Allerdings bereitet es ihm Sorgen, dass die Erinnerungskultur unter der größer werdenden zeitlichen Distanz zu leiden beginnt. Dass das Interesse heute noch bestehe, liege daran, dass man die Personen, die den Bürgerkrieg erlebt hatten, noch persönlich kannte. Es handelt sich um Großeltern und Urgroßeltern. Für die jüngsten Generationen ist die Zeit der 1930er Jahre zu weit entfernt. „Die Erinnerungstränge der Familien zu dieser Zeit sind gekappt“, fasst es Lloyd zusammen. Insbesondere mit Blick auf die aktuelle weltpolitische Lage und dem Aufstieg des Neofaschismus sei dies bedenklich, warnt er. „Ich glaube nicht, dass sich die Geschichte wiederholt, aber man kann Lektionen aus den 1930er Jahre lernen.”

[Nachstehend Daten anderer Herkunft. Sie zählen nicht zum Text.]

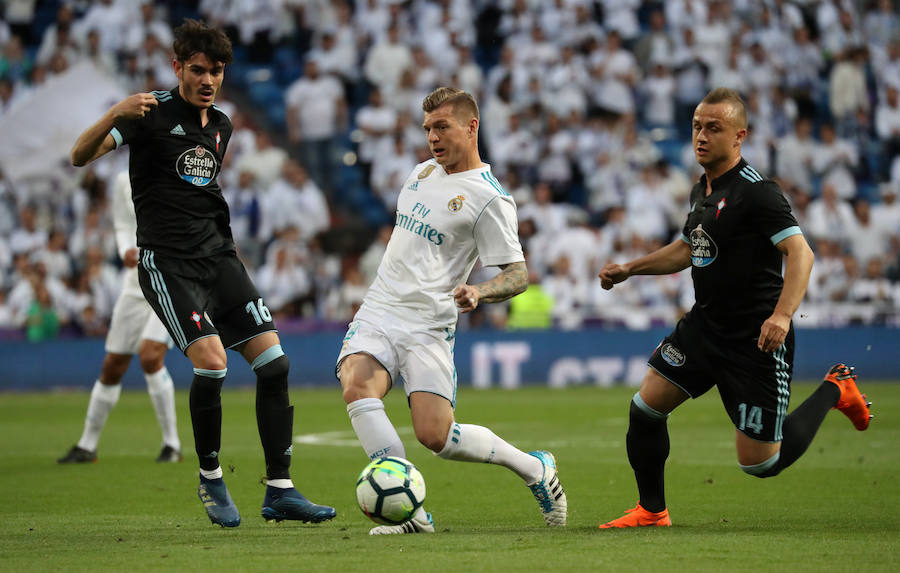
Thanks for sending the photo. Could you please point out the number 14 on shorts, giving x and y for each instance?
(751, 420)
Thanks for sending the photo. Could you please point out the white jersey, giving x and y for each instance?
(444, 224)
(125, 227)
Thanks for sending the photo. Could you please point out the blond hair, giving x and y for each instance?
(462, 101)
(732, 98)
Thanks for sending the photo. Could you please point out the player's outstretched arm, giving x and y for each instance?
(95, 141)
(674, 257)
(798, 261)
(510, 281)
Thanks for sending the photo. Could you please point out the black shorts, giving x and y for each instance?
(755, 386)
(197, 298)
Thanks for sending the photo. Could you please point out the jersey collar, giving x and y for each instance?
(724, 180)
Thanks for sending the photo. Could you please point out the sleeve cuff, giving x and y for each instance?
(782, 235)
(117, 135)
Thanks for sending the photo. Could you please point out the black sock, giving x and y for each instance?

Reisen durch den Spanischen Bürgerkrieg
Damit die Ereignisse der damaligen Zeit nicht vergessen werden, hält sie Lloyd schriftlich fest. Im Herbst dieses Jahres erscheint sein zweites Buch. Während sich das erste mit den vergessenen Plätzen Barcelonas während des Bürgerkriegs beschäftigt, hat er für sein nächstes Werk den Horizont etwas erweitert. „Zwar wusste ich viel über all das, was in Barcelona passiert war, aber darüber hinaus relativ wenig”, gibt Lloyd zu. So plante er ursprünglich durch eine Serie von Reisen den Bürgerkrieg an anderen Schauplätzen Spaniens zu erkunden.
Dieses Unterfangen war jedoch zu ambitioniert, wie er im Nachhinein eingestand. Somit konzentriert sich „Travels Through the Spanish Civil War” insbesondere auf die aragonesische und katalanische Front. Allerdings hat Lloyd auch Abstecher nach Madrid, Guernica, Frankreich und Österreich gemacht. Die Reisen haben seinen Blickwinkel auf den Bürgerkrieg etwas verändert. „Ich habe gelernt, wie wichtig die Geschehnisse andernorts für die Entwicklung der Ereignisse in Barcelona waren”. Er macht eine kurze Pause und überlegt. „Das sollte ich noch am Ende des Buches erwähnen.”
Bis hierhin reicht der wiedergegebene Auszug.